Hem de ne para! Bir gün eve devlet memuru olan babamın aylık maaşının 3’te biri kadar parayla geldim. Babam bana şöyle bir baktı ve “Nereden buldun bu parayı?” diye sordu. Ne yaptığımı anlatınca tebessüm etti. İçi rahatladı.

‘KÜÇÜK YA DA BÜYÜK, HER İŞE PROJE OLARAK BAKARIM…’

Sonra “organizasyon” işinin tadını alınca devam ettiniz anlaşılan...

Üniversitede okurken ağabeyimle açtığım şirketin Ankara temsilciliğini üstlendim. TOBB’un ekonomi dergisini çıkarmaya başladım. Küçük ya da büyük her yaptığım işe “proje” olarak bakmayı o yaşlarda öğrendim diyebilirim.
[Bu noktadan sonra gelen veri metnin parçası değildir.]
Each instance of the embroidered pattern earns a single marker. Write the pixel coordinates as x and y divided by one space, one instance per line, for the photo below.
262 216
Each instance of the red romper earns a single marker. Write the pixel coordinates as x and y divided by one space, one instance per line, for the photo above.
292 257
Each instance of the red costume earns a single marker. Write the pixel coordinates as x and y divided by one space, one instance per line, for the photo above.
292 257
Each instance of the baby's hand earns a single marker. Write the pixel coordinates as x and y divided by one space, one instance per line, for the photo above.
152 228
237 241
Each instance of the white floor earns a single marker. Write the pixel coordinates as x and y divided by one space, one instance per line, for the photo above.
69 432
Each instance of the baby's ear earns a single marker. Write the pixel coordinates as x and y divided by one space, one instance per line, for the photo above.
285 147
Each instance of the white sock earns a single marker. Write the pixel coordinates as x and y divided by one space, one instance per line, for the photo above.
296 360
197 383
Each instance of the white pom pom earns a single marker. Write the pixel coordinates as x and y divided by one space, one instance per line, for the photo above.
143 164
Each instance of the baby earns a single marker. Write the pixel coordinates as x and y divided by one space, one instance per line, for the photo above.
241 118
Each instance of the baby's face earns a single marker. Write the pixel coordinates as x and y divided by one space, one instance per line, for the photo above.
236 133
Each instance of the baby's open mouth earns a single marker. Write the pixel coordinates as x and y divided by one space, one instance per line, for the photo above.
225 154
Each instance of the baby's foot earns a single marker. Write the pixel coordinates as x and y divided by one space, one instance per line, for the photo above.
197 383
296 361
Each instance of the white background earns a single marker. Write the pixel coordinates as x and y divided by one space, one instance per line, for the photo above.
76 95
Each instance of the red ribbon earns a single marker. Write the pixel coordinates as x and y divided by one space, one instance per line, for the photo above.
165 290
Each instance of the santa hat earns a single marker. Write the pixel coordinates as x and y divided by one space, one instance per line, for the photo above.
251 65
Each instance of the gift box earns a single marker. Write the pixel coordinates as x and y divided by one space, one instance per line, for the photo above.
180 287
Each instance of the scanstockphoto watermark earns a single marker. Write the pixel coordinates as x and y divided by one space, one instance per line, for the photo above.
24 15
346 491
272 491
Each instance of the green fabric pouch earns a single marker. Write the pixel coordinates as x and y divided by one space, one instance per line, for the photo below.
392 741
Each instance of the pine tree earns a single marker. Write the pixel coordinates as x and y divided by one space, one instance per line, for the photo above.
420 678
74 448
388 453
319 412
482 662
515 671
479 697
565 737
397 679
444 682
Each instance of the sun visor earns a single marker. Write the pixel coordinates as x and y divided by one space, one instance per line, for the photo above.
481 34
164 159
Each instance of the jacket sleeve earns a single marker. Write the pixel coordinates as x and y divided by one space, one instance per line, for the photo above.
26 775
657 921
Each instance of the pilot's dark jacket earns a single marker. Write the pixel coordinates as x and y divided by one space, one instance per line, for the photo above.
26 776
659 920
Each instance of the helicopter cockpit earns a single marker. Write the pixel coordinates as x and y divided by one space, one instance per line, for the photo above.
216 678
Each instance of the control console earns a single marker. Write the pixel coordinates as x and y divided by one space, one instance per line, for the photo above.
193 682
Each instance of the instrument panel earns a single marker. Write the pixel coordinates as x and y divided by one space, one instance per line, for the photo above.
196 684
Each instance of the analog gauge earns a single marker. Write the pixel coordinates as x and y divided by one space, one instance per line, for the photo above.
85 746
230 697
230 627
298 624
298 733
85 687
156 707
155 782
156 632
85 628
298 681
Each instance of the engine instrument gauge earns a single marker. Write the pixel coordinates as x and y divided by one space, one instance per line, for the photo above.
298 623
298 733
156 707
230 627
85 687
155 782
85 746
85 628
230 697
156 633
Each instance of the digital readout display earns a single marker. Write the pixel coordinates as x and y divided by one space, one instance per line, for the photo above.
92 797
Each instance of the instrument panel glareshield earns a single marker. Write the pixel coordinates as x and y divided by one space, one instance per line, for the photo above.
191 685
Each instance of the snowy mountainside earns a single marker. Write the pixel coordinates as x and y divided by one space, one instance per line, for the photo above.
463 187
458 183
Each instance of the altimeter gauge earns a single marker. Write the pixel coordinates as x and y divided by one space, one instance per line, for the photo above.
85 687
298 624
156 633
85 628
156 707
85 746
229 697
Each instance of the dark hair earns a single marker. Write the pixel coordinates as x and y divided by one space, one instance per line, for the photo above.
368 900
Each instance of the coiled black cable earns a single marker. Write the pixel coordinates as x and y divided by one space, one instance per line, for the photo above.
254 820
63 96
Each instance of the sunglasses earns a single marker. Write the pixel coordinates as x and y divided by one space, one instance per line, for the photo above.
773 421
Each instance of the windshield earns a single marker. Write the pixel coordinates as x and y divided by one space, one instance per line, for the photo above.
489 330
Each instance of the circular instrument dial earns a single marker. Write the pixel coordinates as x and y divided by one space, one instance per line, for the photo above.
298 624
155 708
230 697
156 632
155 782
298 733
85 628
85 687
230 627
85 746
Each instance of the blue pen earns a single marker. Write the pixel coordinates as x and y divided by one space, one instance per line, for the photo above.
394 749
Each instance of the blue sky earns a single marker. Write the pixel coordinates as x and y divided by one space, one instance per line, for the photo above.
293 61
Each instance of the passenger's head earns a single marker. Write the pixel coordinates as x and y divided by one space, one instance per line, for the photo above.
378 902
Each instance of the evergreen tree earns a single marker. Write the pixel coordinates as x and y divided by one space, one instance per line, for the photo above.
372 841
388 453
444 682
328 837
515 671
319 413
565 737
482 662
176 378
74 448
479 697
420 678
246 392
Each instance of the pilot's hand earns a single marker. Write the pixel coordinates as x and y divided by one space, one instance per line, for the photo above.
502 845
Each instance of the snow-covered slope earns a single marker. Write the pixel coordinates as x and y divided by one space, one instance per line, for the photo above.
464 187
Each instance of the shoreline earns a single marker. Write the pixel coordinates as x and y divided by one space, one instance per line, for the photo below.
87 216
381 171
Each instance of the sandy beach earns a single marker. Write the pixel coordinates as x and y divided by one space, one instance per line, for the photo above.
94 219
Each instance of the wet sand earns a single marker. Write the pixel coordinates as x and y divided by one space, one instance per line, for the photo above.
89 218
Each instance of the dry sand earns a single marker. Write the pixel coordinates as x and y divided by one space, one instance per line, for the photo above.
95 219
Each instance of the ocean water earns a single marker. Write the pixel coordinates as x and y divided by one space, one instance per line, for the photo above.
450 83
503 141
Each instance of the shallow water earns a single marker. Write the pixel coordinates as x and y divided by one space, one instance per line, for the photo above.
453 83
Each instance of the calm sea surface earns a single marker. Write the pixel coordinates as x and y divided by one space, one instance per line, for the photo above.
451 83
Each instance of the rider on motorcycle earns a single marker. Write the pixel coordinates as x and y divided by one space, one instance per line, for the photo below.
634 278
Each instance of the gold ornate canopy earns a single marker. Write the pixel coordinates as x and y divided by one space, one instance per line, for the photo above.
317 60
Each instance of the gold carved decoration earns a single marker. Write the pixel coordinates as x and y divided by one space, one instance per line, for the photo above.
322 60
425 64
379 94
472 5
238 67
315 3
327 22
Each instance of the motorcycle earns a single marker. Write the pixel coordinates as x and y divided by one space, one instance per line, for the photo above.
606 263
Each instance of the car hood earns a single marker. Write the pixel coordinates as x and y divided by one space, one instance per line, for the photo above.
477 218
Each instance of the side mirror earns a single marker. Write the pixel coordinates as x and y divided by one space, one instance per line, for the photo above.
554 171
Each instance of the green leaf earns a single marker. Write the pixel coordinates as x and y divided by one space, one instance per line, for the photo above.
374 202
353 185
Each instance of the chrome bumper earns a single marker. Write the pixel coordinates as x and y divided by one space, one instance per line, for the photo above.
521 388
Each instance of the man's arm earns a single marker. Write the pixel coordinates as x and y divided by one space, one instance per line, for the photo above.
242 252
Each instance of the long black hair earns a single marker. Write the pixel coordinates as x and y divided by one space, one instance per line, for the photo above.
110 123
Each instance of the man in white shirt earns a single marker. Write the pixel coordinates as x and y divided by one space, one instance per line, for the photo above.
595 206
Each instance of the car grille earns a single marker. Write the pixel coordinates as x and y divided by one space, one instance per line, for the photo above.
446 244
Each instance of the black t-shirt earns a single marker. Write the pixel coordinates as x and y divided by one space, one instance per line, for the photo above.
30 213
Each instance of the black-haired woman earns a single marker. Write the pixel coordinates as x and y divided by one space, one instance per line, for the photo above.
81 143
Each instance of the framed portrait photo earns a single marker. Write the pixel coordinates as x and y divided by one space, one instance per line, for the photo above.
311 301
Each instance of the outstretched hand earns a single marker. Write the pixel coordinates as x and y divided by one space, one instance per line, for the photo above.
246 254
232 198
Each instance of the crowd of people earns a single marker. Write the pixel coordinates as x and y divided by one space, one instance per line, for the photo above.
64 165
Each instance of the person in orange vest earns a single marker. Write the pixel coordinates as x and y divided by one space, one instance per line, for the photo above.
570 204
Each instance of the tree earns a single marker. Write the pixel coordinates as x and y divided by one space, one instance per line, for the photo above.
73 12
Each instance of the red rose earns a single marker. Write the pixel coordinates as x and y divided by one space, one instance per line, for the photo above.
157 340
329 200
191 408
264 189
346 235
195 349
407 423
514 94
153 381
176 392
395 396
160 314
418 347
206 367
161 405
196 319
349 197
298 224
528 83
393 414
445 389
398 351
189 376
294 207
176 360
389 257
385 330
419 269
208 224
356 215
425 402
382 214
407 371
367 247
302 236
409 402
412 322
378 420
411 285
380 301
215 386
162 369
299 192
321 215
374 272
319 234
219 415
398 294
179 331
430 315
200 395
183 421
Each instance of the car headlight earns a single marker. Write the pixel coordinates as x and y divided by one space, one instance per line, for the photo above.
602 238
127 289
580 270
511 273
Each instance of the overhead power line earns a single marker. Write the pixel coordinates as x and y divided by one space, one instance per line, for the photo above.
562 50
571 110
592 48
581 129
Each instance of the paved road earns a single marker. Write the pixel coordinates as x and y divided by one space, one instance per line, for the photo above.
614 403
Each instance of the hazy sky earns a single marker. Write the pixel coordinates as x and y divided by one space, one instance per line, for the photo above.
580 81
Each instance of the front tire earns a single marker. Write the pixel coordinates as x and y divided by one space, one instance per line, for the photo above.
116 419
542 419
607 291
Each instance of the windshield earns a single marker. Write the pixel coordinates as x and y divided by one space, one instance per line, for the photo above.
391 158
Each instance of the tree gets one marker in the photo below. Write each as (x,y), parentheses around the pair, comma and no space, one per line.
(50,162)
ATO’nun ekonomi dergisini de aynı şekilde projelendirirken, elime çok önemli bir fırsat geçti: “TOBB’un ilk ulusal kongresini yapmak.” Ekonomi ağırlıklı ve 3 ayda bir İzmir, Ankara ve İstanbul’da düzenlenen TOBB toplantılarını başarıyla gerçekleştirdim. O zaman yaşım 27’ydi.

Yani okul çayı düzenledikten sadece 10 yıl sonra ulusal kongre düzenlemeye başladınız?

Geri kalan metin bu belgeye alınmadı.